Indian users have been appreciating the South Korean company’s Curd Maestro tech that can handle the fermentation and storage of curd. Koreans, too, have something special — a refrigerator for their beloved kimchi. In Korea, traditionally, kimchi jars were stored in the ground to maintain constant temperatures, as the taste and texture of kimchi can change with even slight fluctuations in temperature. Samsung’s offering can achieve this with an extremely small margin of error. In the US, the Beverage Centre is a significant feature. Instead of having a water dispenser on the outside of a fridge, Samsung moved it behind a thin door. They then added a station to hold a water pitcher that automatically refills itself every time you use it.

Meanwhile, the number of AI-driven appliance models evolved from about 300 at the end of 2024 to more than 1,030 by March. Keeping it company is Bixby, Samsung’s voice assistant, which is being applied across the entire Bespoke AI lineup. Its growing presence allows users to control appliances by voice alone, offering a hands-free experience that lowers barriers to use.

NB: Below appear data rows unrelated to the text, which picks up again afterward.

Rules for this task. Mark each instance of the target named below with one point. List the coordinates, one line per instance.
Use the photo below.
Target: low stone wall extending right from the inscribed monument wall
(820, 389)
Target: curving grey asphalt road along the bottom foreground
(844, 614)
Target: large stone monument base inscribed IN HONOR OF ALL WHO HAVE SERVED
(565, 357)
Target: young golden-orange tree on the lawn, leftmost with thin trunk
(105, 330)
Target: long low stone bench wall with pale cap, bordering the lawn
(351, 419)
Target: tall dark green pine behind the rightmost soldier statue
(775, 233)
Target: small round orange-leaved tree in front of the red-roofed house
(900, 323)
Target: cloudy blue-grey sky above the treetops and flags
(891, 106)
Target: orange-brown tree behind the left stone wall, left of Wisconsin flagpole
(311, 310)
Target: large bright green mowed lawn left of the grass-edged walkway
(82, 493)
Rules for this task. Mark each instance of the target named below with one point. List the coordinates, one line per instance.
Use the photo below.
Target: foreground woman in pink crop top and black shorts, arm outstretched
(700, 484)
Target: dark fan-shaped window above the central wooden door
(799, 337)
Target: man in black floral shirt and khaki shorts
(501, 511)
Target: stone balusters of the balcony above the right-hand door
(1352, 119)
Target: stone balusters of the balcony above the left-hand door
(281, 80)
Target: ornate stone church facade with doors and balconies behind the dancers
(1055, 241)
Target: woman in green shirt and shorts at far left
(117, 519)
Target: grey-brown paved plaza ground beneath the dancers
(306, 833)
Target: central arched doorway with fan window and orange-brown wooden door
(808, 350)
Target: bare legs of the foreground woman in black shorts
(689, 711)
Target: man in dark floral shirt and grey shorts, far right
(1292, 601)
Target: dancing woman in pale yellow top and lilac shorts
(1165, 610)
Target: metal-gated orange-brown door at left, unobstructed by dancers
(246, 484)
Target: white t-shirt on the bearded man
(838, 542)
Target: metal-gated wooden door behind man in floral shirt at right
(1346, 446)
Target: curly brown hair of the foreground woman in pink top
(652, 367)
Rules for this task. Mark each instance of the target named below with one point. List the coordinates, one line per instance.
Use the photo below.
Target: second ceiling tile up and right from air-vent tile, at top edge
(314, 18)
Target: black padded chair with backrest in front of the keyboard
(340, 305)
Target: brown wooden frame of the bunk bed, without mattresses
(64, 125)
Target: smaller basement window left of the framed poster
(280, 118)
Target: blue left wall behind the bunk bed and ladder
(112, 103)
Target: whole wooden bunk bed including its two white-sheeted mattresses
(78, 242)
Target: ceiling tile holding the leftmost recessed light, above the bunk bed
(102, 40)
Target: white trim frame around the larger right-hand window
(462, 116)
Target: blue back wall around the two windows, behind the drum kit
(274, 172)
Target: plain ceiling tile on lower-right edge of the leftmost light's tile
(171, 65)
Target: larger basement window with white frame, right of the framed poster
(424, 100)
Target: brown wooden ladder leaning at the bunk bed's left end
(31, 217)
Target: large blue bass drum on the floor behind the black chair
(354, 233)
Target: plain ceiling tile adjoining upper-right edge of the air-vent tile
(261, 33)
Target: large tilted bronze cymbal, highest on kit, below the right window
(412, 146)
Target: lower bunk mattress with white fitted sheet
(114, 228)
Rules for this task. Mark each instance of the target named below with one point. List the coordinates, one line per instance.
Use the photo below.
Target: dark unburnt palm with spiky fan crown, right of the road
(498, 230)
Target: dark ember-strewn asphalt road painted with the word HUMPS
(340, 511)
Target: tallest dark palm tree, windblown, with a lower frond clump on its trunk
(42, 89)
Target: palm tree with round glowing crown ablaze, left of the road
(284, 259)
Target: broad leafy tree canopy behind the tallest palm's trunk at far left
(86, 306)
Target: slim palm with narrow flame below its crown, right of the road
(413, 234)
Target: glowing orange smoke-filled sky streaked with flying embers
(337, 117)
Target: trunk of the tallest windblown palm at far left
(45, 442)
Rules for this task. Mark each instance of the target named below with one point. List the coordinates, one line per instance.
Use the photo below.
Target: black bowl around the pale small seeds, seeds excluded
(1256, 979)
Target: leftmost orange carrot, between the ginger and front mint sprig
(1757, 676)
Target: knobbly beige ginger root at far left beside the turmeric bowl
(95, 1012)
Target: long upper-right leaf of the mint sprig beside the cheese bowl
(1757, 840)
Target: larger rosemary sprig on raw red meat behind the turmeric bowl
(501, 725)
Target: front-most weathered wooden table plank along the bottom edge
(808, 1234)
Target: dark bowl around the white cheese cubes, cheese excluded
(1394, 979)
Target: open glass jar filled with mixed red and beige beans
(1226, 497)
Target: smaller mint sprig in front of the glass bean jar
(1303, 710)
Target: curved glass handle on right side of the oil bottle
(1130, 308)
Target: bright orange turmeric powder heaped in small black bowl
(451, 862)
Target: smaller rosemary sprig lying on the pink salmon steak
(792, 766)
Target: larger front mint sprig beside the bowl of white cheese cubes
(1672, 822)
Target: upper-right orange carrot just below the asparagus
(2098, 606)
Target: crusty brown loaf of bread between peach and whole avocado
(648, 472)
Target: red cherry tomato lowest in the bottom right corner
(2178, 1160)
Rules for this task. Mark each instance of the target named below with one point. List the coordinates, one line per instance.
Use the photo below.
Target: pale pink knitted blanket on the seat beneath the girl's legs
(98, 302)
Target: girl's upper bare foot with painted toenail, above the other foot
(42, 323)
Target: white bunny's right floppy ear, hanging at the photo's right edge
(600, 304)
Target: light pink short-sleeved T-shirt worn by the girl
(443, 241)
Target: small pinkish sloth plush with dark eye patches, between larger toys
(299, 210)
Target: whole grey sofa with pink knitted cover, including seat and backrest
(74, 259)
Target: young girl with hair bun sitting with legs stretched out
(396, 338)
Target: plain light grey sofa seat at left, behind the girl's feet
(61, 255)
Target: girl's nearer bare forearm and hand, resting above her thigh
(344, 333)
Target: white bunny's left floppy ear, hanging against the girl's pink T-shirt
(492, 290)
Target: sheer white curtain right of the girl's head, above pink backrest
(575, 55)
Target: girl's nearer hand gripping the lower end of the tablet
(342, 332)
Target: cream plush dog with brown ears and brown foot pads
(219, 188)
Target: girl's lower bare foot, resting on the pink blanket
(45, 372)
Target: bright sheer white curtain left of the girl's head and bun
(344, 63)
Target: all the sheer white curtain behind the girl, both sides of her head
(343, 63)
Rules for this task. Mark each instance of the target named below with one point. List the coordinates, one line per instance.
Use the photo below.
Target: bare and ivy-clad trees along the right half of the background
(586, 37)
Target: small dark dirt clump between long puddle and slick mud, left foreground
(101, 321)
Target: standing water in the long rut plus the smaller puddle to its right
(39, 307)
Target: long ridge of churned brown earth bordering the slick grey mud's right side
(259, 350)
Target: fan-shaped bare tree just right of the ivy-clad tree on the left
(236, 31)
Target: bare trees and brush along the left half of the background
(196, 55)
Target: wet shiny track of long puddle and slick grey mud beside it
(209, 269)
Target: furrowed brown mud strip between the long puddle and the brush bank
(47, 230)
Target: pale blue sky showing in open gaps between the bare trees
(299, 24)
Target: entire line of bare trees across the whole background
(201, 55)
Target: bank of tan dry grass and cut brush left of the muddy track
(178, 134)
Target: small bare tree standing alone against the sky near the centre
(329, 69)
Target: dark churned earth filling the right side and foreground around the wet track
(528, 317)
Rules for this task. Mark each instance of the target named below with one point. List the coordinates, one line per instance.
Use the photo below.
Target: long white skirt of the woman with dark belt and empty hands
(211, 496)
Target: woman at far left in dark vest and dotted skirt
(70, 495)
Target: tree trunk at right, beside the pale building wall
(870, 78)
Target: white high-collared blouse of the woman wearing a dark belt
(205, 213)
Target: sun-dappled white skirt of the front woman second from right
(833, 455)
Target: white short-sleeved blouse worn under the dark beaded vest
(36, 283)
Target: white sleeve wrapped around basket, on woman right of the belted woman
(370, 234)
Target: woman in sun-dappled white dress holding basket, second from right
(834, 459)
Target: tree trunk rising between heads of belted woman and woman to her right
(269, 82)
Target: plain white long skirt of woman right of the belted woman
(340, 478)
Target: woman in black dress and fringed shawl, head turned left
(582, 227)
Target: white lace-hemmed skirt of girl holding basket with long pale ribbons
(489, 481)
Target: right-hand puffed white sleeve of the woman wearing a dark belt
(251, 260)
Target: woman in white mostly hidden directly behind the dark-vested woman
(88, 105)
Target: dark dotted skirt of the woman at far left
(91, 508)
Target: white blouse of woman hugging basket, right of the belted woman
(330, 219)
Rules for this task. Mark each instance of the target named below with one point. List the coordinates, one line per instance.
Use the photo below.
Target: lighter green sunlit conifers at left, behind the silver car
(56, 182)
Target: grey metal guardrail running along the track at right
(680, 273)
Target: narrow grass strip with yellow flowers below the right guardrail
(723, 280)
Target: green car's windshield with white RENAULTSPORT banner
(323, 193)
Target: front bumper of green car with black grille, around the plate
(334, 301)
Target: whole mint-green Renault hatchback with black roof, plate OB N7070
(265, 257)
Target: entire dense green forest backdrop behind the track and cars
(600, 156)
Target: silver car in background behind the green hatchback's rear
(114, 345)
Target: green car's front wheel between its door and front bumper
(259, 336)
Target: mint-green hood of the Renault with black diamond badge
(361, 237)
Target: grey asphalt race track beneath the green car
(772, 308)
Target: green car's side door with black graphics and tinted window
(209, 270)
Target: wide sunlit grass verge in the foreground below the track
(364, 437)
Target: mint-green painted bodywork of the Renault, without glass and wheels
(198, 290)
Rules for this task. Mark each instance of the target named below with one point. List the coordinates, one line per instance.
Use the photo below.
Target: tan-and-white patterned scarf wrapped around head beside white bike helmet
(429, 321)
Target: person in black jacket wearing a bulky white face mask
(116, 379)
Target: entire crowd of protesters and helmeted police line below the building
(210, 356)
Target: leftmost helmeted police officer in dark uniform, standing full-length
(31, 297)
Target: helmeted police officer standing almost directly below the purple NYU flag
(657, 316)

There was a time when the idea of owning a smart home resided with folks with deep pockets. That is changing. There is now the ability to add one appliance at a time.

India is on course to surpass one billion 5G subscriptions by 2031, according to the latest edition of Ericsson’s Mobility Report, reflecting one of the fastest-growing mobile technology transitions anywhere in the world. The report predicts that by the end of that year, 79 per cent of mobile users in the country will be on 5G, marking a dramatic shift away from 4G within a decade of the new network’s launch. It means an immense opportunity for smart homes.

Smart home technology holds the promise of changing people’s daily lives and helping families communicate, while also controlling energy use. In the driver’s seat is Samsung, changing one room, one home at a time.